Uma cidade outrora pujante, que ambicionava a modernidade, que desejava o fim da sua decadência contra a frivolidade de uma construção militar vazia, feita para o poder pelo poder.

A imensidão de betão sem alma – aqui uma metáfora para o poder militar -, procurou manter as suas estruturas. Garantiu no processo negocial 25% dos lugares no parlamento para o exército, não sujeitos a eleições, mantendo um grande controlo sobre a vida governativa. Tal seria provisório. Nunca o foi.

Aproveitando o isolamento crescente dos Estados Unidos, cedo o exército procurou encurtar a esperança a quem ansiava pela democracia. Utilizou as redes sociais para disseminar o ódio contra os Rohingyas, fazendo deles um inimigo comum e expulsando-os do país através de um trágico genocídio que envergonhou o mundo. Esta clivagem, com um grau considerável de artificialidade, foi provocada na sociedade e exponenciada pelas redes sociais e pela iliteracia mediática da população.

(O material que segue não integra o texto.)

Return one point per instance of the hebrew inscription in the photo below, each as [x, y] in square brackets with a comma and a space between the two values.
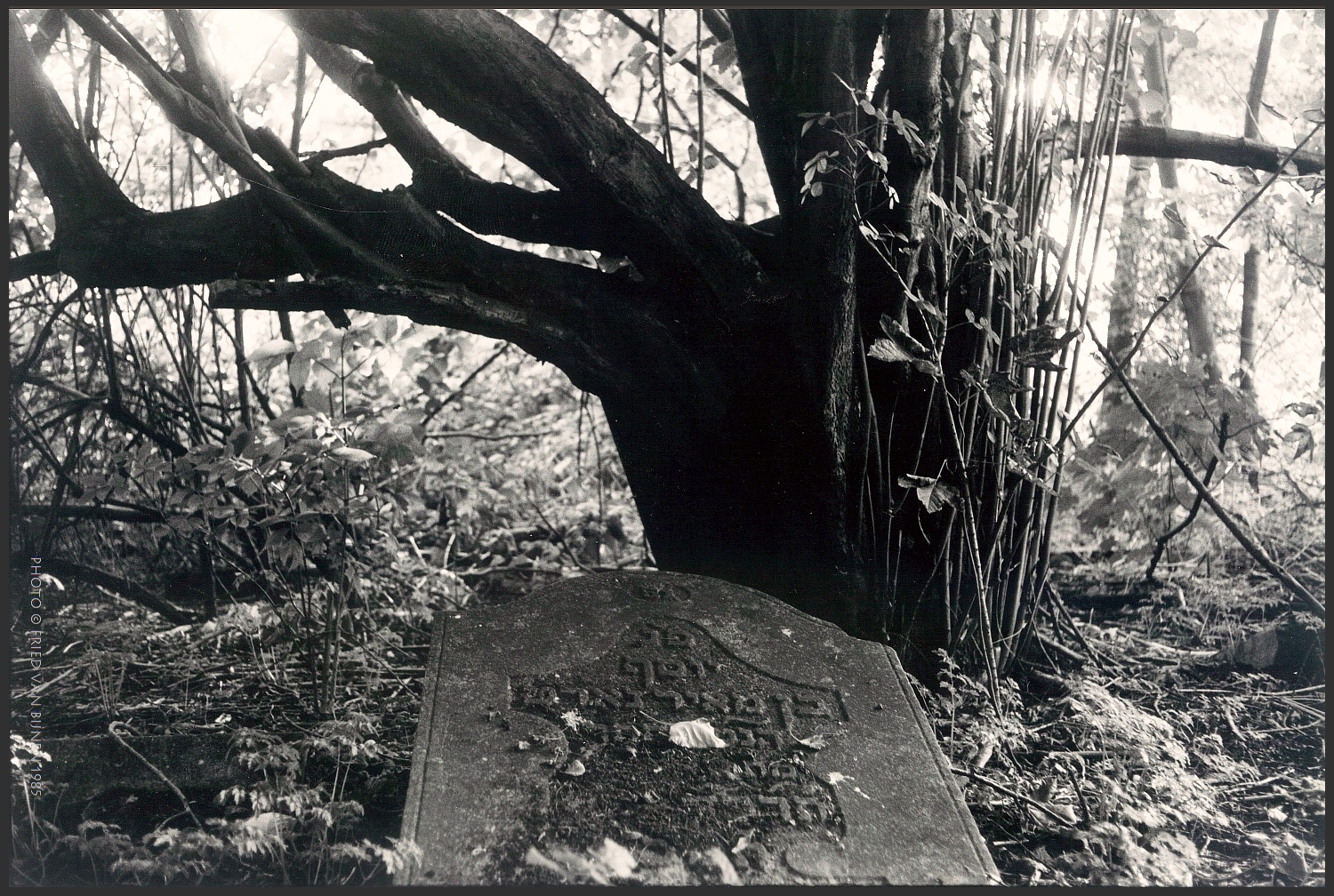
[615, 712]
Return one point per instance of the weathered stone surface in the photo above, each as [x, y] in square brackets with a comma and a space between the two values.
[546, 731]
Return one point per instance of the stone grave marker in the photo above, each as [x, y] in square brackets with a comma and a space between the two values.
[551, 748]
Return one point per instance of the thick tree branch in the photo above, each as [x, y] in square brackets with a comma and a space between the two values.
[485, 72]
[77, 186]
[442, 304]
[443, 181]
[1170, 143]
[718, 26]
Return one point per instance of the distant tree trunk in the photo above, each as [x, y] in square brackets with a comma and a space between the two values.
[1250, 266]
[1194, 301]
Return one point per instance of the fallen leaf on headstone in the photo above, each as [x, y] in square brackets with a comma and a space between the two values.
[696, 733]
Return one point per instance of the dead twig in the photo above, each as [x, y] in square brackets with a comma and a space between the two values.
[1005, 791]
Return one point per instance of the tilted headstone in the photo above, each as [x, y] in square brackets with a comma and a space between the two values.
[551, 748]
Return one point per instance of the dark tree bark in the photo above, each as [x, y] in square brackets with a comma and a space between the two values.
[731, 370]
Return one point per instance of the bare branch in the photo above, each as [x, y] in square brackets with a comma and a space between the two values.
[1253, 547]
[485, 72]
[35, 264]
[90, 512]
[718, 26]
[191, 115]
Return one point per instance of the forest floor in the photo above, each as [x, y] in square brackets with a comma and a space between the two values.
[1128, 754]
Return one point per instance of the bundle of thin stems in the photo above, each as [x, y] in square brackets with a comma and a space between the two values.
[1024, 291]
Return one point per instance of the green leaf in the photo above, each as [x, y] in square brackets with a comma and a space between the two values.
[1035, 347]
[1302, 408]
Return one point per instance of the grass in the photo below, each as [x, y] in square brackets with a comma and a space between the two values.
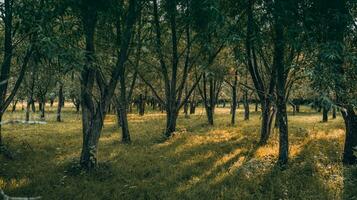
[198, 162]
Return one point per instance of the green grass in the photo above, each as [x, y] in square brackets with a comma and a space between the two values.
[198, 162]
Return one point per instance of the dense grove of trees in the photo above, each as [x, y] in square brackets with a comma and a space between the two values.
[172, 55]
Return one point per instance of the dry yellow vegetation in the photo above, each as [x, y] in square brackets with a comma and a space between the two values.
[198, 162]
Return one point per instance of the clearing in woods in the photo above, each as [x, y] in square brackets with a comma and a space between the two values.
[198, 162]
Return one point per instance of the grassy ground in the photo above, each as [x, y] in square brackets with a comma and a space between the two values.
[198, 162]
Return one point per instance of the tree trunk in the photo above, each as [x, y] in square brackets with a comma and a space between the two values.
[325, 111]
[185, 109]
[171, 121]
[14, 106]
[294, 108]
[246, 105]
[192, 107]
[1, 143]
[279, 48]
[185, 106]
[334, 113]
[349, 153]
[256, 106]
[33, 105]
[43, 105]
[92, 127]
[266, 121]
[28, 107]
[123, 106]
[141, 105]
[60, 103]
[234, 98]
[210, 115]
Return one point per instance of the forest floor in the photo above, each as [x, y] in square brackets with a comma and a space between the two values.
[198, 162]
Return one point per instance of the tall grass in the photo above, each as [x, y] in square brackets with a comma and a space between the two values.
[198, 162]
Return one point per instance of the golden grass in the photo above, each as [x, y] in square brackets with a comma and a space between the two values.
[198, 162]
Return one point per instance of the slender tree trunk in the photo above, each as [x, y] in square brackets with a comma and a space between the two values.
[349, 153]
[33, 105]
[266, 122]
[334, 113]
[141, 105]
[60, 103]
[325, 111]
[123, 106]
[256, 105]
[171, 121]
[234, 98]
[1, 142]
[28, 107]
[210, 115]
[185, 106]
[14, 106]
[281, 77]
[294, 108]
[246, 105]
[43, 105]
[8, 51]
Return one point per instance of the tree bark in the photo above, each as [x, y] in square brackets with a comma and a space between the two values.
[28, 107]
[246, 105]
[334, 113]
[60, 103]
[281, 78]
[349, 153]
[325, 111]
[234, 98]
[266, 122]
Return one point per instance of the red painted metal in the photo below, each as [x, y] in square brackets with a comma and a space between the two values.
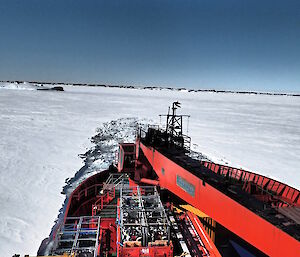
[232, 215]
[286, 195]
[108, 225]
[208, 243]
[103, 200]
[149, 181]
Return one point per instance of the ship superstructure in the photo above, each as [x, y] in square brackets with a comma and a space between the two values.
[160, 201]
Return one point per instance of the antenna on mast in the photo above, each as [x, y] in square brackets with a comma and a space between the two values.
[174, 126]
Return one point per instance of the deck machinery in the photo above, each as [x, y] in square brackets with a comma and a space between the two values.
[161, 201]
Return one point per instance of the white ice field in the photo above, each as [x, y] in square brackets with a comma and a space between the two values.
[42, 133]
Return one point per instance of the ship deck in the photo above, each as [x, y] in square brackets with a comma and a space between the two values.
[285, 218]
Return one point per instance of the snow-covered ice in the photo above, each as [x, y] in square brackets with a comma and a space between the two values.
[42, 133]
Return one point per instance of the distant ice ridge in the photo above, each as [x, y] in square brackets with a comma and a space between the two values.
[16, 85]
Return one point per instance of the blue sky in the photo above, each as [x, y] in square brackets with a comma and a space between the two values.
[232, 44]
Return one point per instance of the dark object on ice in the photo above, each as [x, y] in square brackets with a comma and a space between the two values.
[52, 88]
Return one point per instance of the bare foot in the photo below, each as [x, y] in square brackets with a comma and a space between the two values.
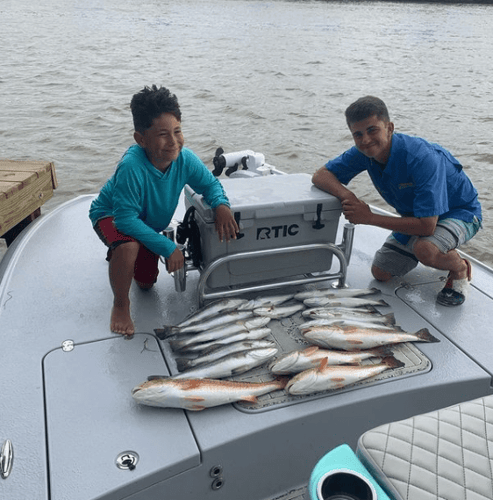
[144, 286]
[121, 322]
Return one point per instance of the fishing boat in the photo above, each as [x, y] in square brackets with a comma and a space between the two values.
[69, 426]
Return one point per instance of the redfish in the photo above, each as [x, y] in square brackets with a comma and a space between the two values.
[328, 377]
[350, 338]
[198, 394]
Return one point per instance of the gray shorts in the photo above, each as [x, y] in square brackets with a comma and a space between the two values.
[398, 259]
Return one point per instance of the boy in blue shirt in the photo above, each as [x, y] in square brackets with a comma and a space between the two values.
[437, 203]
[139, 200]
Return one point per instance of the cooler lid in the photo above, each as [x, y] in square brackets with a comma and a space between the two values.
[268, 196]
[92, 419]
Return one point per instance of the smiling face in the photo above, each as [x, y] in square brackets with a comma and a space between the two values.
[163, 141]
[373, 137]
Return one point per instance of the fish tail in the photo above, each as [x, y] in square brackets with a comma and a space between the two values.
[177, 345]
[183, 364]
[389, 318]
[381, 352]
[392, 362]
[425, 335]
[282, 381]
[167, 331]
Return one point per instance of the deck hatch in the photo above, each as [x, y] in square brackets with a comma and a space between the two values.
[92, 419]
[286, 334]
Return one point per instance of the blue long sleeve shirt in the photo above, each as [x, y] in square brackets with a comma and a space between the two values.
[420, 179]
[143, 199]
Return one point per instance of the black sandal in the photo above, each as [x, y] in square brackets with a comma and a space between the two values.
[455, 291]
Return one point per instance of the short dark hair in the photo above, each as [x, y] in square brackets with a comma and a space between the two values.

Onde já vimos isto?

A dinâmica que opunha as forças democráticas contra as forças militares passou despercebida ao mundo e, na cena internacional, o processo democrático estava cada vez mais deslegitimado quando, afinal, era a crescente influência militar que procurava manter o seu poder através da promoção do ódio, da disseminação de notícias falsas, de desinformação e vis ataques a uma minoria. Tudo ao comando de estruturas que nunca chegaram a cair.

Até que o anunciado golpe de Estado chegou. A esperança deu lugar à resistência e a efusividade deu lugar à luta.

Ao escrever estas linhas recordo-me do discurso de João Miguel Tavares, no 10 de junho, em Portalegre. Não porque me identifique com os pensamentos do autor, mas porque desde esse discurso que me inquieto com a sua interrogação. Qual é, afinal, o nosso desígnio coletivo enquanto país?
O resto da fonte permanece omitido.